Want Your Kids To Be Different? Maybe It’s You Who Needs To Change!
Want Your Kids To Be Different? Maybe It’s You Who Needs To Change!
What’s wisdom? Changing your relationship with people by changing yourself. That’s Wisdom! ~ The Zen Mama
Things don’t change. You change your way of looking, that’s all. ~ Carlos Casteneda
You must be the change you wish to see in the world. ~ Mahatma Ghandi
A year ago I was going crazy! I wasn’t sure my son was going to graduate from high school. He had a severe case of “senioritis”. He kept telling me, “You’re so pessimistic. Of course I’ll graduate.” He’d never been much of a student during his high school years. But this was the worst! With the grades he had in his 2nd semester (including swimming!!) not graduating was a possibility. I was so angry. I was such a nag. I couldn’t sleep at night. Finally, I realized I couldn’t live like this anymore. I couldn’t change him. I couldn’t make him get the grades he needed. So, after doing everything I could, I let go. (And I wrote a book, HOW TO BE A ZEN MAMA, during the nights I was up.)

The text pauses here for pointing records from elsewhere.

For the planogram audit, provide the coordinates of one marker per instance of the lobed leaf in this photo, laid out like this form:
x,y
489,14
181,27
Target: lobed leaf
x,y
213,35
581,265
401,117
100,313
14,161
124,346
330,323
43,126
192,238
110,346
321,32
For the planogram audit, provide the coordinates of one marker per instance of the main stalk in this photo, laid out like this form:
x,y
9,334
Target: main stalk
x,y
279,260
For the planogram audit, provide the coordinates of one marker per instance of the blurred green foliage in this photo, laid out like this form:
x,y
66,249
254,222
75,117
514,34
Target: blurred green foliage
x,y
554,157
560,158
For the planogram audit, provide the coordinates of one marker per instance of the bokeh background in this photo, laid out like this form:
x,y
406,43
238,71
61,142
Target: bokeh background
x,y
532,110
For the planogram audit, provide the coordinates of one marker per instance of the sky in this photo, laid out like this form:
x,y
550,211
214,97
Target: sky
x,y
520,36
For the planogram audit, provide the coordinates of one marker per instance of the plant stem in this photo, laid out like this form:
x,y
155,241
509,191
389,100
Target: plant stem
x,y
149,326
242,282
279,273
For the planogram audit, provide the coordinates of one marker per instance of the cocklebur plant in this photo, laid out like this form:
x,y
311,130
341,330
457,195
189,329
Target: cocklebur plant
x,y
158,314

I ended up telling him, “Well, that’s ok if you don’t graduate. You can still live at home and attend community college. We’d love to have you!”
That’s when he decided to change. He pulled everything together. He did graduate as you can see in the above picture. And he loves college! He loves living in the mountain town of Durango, Colordo so much that he is staying there for the summer. He has a great job at a French restaurant making more than enough money to live on his own. (And he speaks French, which is his major, with the French speaking customers.) And he continues to enjoy the music he loves. In fact, he bought an accordion.
Did he change so much that he had all straight A’s his freshman year. No. Is he happy? Yes! I think he’s never been happier. I’ve changed my reaction to him. I’ve seen him as a musician, a hard worker, not a school student but a student of life with great common sense.
A friend of mine recently told me a story of how her 5 year old was driving her crazy! She went to a spa where they practiced mindfulness, took yoga classes and discussed solving their problems in a group. After she finished explaining her problems with her son, how he drove her crazy, why his personality caused problems in the family, the man turned to her and said he could help her solve her problem. She eagerly look at him and he said, “Change yourself and your reaction to him.” She did change. Over the last three she has seen a huge improvement in her relationship with her son.
"I have found the best way to give advice to your children is to find out what they want and then advise them to do it." ~ Harry S. Truman
You cannot change other people. Humanity has tried to do this through the ages. Girlfriends and wives have tried to change their men. Parents have tried to control their children. It doesn’t work! It never has. There is always some problem when you try to change and control another person.
We can only change ourselves. When we don’t like something, we need to change our reaction to the people we love. They are on their own path. They are individuals. And when you see them as an individual, you can accept them and get along much better.
What you see depends on what you're looking for. Life is 10% of what happens to me and 90% of how I react to it.